Mark Leithauser is the chief of design and senior curator at the National Gallery of Art, and here, he has created an enormous world of wow. Responsible for designing many of that museum’s landmark shows, he talked to me about how the notion of “blockbuster” is really not about size: it’s about a phenomenon. The first blockbuster, “King Tut,” had only 52 objects. When it opened at the Gallery in 1976, people stood in line for hours. Director J. Carter Brown said the show was popular because of the “sheer visual quality” and “breathtaking age” of the objects, along with the titallating sense of being on a treasure hunt. On the other hand, “Treasure Houses of Britain” in 1985 had over a thousand objects and helped connect “bigness” to the popular idea of blockbuster.
Leithauser firmly believes that an exhibition should be rooted in storytelling. In “Treasure Houses,” the story was about 500 years of collecting in Britain, but it was also about 500 years of architectural transformation in the British country house—a transformation evoked in the architectural scenes and environment created in the exhibition.
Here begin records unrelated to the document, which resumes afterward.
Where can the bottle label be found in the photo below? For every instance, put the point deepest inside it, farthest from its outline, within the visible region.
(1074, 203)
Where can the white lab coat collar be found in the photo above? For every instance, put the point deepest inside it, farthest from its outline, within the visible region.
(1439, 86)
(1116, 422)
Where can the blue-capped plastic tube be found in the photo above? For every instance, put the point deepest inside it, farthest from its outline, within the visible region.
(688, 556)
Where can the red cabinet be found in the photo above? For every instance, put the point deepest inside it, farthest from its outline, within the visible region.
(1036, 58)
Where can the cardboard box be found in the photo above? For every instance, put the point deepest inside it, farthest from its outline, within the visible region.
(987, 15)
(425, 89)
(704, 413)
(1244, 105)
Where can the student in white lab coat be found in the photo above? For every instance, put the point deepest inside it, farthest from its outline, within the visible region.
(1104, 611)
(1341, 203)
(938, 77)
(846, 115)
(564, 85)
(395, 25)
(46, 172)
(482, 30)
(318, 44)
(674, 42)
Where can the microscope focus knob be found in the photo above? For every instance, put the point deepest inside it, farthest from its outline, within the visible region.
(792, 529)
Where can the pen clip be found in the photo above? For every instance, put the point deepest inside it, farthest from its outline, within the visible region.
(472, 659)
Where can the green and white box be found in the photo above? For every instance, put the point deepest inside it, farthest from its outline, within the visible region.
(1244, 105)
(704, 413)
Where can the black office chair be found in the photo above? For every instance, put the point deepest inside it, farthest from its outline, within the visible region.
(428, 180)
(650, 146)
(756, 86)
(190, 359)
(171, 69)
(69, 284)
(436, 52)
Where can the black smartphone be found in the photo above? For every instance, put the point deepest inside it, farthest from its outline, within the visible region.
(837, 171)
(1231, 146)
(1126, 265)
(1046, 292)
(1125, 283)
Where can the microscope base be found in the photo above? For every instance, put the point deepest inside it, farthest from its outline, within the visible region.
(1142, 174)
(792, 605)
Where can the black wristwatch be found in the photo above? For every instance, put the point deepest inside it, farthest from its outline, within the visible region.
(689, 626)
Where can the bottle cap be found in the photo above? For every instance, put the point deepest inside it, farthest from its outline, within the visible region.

For the Diaghilev show, Leithauser said the design had to be as theatrical as the story—the installation had to create a theatrical experience that encompassed Diaghilev’s world. The truth, according to Leithauser, is that exhibitions “need to be what they are.”
The designer’s ability to set the stage so brilliantly allows visitors to understand Diaghilev’s artistic collaborations both intellectually and viscerally. Leithauser is a showman who appreciates spectacle: thumbs up for razzle dazzle!